NEW YORK —
Returns of consumer electronics products cost retailers and manufacturers close to $17 billion last year, a recent study by global consultancy Accenture shows.
The figure, which includes the cost of receiving, assessing, repairing, re-boxing, restocking and reselling returned products, represents a 21 percent increase since 2007, the firm said.
The report is based on Consumer Electronics Association (CEA) sales data and an online poll of 100 retailers and manufacturers of wireless handsets, personal computers, set-top boxes, digital video recorders, high-definition TVs, game players, MP3 players, computer software, printers and peripherals, Accenture said. The poll shows that product return rates over the past three to five years have increased for more than half of the retailers (57 percent) and nearly half (43 percent) of the manufacturers surveyed. Only 13 percent of the retail executives and 12 percent of the vendor executives surveyed indicated that return rates are trending downward.

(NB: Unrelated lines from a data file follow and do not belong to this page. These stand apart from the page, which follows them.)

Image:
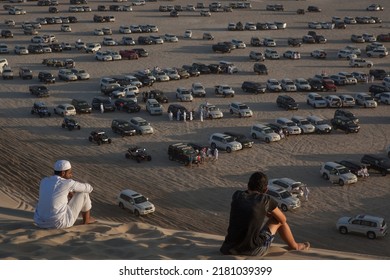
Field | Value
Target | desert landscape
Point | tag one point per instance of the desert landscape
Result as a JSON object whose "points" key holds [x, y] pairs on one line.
{"points": [[192, 203]]}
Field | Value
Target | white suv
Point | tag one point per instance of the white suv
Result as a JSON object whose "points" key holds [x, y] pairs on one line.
{"points": [[240, 109], [153, 107], [264, 133], [303, 124], [284, 198], [291, 127], [371, 226], [337, 173], [365, 100], [316, 100], [224, 142], [135, 202]]}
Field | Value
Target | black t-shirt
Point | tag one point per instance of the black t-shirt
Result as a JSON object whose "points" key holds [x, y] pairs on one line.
{"points": [[247, 215]]}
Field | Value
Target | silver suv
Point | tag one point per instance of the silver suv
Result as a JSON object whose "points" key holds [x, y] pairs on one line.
{"points": [[337, 173], [371, 226], [240, 109], [224, 142]]}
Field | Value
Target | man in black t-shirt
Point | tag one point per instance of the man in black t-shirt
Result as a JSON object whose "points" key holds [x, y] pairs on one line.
{"points": [[249, 209]]}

Of those returned products, computers and computer peripherals continue to be among the CE devices most commonly brought back within 15 days of purchase, according to Siras, a product registration, return validation and lifecycle tracking services provider. An exclusive report for TWICE based on millions of products tracked in the Siras program showed that nearly 79.9 percent of return attempts occurred within the 15-day post purchase period, comparable only to the portable media player category.
The escalating CE return rate cited in the Accenture study contradicts a recent report from the CEA and ShowUhow indicating that the rate of CE product returns has remained consistent over the past few years. According to the study, “CE Products Returns: Understand Why They Occur and How to Reduce Them,” the number of people who indicated they returned a CE device in the past two years was 27 percent in 2010 through 2011, with one in five (18 percent) reported having returned a product in the past 12 months. Those findings are consistent with CEA’s 2009 “CE Products Return” study, which found 26 percent of consumers had returned a CE product in the prior two years and 16 percent had returned a product in the prior 12 months.
The CEA study also found that most returns are exchanged for the same model and brand. But both CEA and Accenture agreed that returns are costing the industry dearly, and could be reduced through increased customer education.
“While return rates remain consistent with previous studies, they still have a significant revenue impact on manufacturers, retailers and the entire industry,” said Chris Ely, CEA’s industry relations manager. “Education, either at the time of purchase or online before consumers get to the store, will help customers learn more about the product in advance and reduce the need for return, especially around the holidays.”
Indeed, the Accenture research found that only 5 percent of returns are related to actual product defects, and that while 27 percent reflect “buyer’s remorse,” 68 percent of returned products ultimately are characterized as “no trouble found.” This means that, despite the customer perceiving a fault, no problem was detected when the item was tested against specifications set by retailers or manufacturers, the study showed.
The report also concludes that solving this no-troublefound problem — or even reducing it slightly — could have a significant impact on the cost of returns. Accenture has calculated that a 1 percent reduction in the number of notrouble- found cases could translate to annual savings of 4 percent in return and repair costs, or $21 million for a typical large CE manufacturer and $16 million for the average consumer electronics retailer.
“These high consumer electronics return rates are unsustainable in a sector with brutal competition and thin margins,” said Mitch Cline, managing director of Accenture’s electronics and high-tech group. “Manufacturers and retailers should do more to differentiate their customer service by helping consumers understand, set up, use and optimize the products they purchase. Most companies invest considerable sums to manage returns, but need to refocus their strategies on proactively preventing returns through customer education and aftermarket support.”
Janet Hoffman, managing director of Accenture’s Retail practice, said retailers should also establish “the right technologies and processes to deal with these big-ticket item returns to improve the customer experience and achieve measurable and sustainable bottomline benefits.
The Accenture report, “A Returning Problem: Reducing the Quantity and Cost of Product Returns in Consumer Electronics,” identifies several steps companies can take to attack this problem. Most notably, companies should measure the impact of returns, develop consumer product-education classes, offer delivery and setup services to consumers for highly technical products, invest in proactive customer service on high-cost/high-return products, provide multiple service options, and create simpler product designs.